Kapitan Diamentowej Księżniczki nagle umiera – rejs trwa!
Podczas rejsu po Japonii kapitan Michele Bartolomei zmarł w wyniku nagłego wypadku medycznego na pokładzie Diamond Princess.

Kapitan Diamentowej Księżniczki nagle umiera – rejs trwa!
Na statku Diamond Princess, który obecnie przepływa przez Japonię, Koreę, Tajwan i Chiny, doszło do tragicznego zdarzenia. Kapitan Michele Bartolomei w nocy z 18 na 19 maja doznał nagłego wypadku medycznego i zmarł na pokładzie statku. Do zdarzenia doszło około godziny 2 w nocy niedaleko Tajpej na Tajwanie, kiedy z pokładu wezwano ratowników medycznych. Załoga poinformowała pasażerów o śmierci kapitana w poniedziałek rano, wywołując wielką konsternację wśród gości. Głośny Zachód Wszyscy pasażerowie na pokładzie otrzymali list, w którym załoga wyraziła „głęboki smutek” z powodu „szanowanego przywódcy”.
Tragedia odbiła się szerokim echem w mediach społecznościowych, gdzie złożono kondolencje bliskim Bartolomei. Kapitan Michele Bartolomei przez prawie 30 lat pracował dla firmy żeglugowej „Princess Cruises” i mieszkał w Kanadzie. Był także zapalonym wędkarzem. RTL poinformował również, że dokładne okoliczności i przyczyna śmierci nie są obecnie znane.
Kontynuacja rejsu
Pomimo tragicznego zdarzenia rejs był kontynuowany. Kapitan Salvatore Macera objął dowództwo nad Diamond Princess, a załoga zapewniała gości, że załoga na mostku jest w pełni sprawna. Wspomniano o tym również w komunikacie załogi, aby uspokoić pasażerów i umożliwić kontynuację podróży zgodnie z planem. Załoga ponownie podkreśliła swoje zaangażowanie w bezpieczeństwo pasażerów i utrzymanie programu podróży.

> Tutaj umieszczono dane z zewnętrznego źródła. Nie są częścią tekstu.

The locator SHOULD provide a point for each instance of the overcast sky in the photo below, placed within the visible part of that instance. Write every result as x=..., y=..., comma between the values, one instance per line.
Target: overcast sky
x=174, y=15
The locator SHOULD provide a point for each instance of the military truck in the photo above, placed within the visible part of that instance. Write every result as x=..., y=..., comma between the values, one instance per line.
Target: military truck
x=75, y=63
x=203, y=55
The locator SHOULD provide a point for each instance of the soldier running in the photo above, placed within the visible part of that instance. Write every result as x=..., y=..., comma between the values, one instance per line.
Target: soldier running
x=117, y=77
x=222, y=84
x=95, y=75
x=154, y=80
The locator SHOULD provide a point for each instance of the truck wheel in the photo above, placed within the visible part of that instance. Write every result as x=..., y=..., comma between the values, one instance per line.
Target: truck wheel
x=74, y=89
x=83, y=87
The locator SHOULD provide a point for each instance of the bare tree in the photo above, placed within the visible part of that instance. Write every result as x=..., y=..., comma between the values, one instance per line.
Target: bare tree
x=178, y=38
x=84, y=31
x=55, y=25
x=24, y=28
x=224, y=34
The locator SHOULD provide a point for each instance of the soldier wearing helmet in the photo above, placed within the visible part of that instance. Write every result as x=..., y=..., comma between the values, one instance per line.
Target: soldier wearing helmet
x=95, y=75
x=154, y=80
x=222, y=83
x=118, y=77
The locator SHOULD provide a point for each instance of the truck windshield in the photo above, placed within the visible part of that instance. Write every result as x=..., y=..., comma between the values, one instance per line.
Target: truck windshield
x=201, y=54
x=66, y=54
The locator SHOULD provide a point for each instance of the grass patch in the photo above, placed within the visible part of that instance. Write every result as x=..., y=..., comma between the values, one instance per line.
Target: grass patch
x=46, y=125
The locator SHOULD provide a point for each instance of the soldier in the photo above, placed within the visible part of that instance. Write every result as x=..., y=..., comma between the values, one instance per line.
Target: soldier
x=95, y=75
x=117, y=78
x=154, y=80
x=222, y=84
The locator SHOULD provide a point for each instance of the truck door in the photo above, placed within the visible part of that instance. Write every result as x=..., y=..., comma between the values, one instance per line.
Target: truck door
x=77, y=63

Śmierć kapitana Michele Bartolomei pozostawia ogromną pustkę w społeczności rejsów. Jego wieloletnie doświadczenie oraz uznanie, jakim cieszył się ze strony pasażerów i załogi, sprawiają, że ta strata jest szczególnie bolesna. Planowany jeszcze rejs wokół Japonii, Korei, Tajwanu i Chin będzie kontynuowany, nawet jeśli tło tego szokującego zdarzenia pogorszyło nastrój na pokładzie.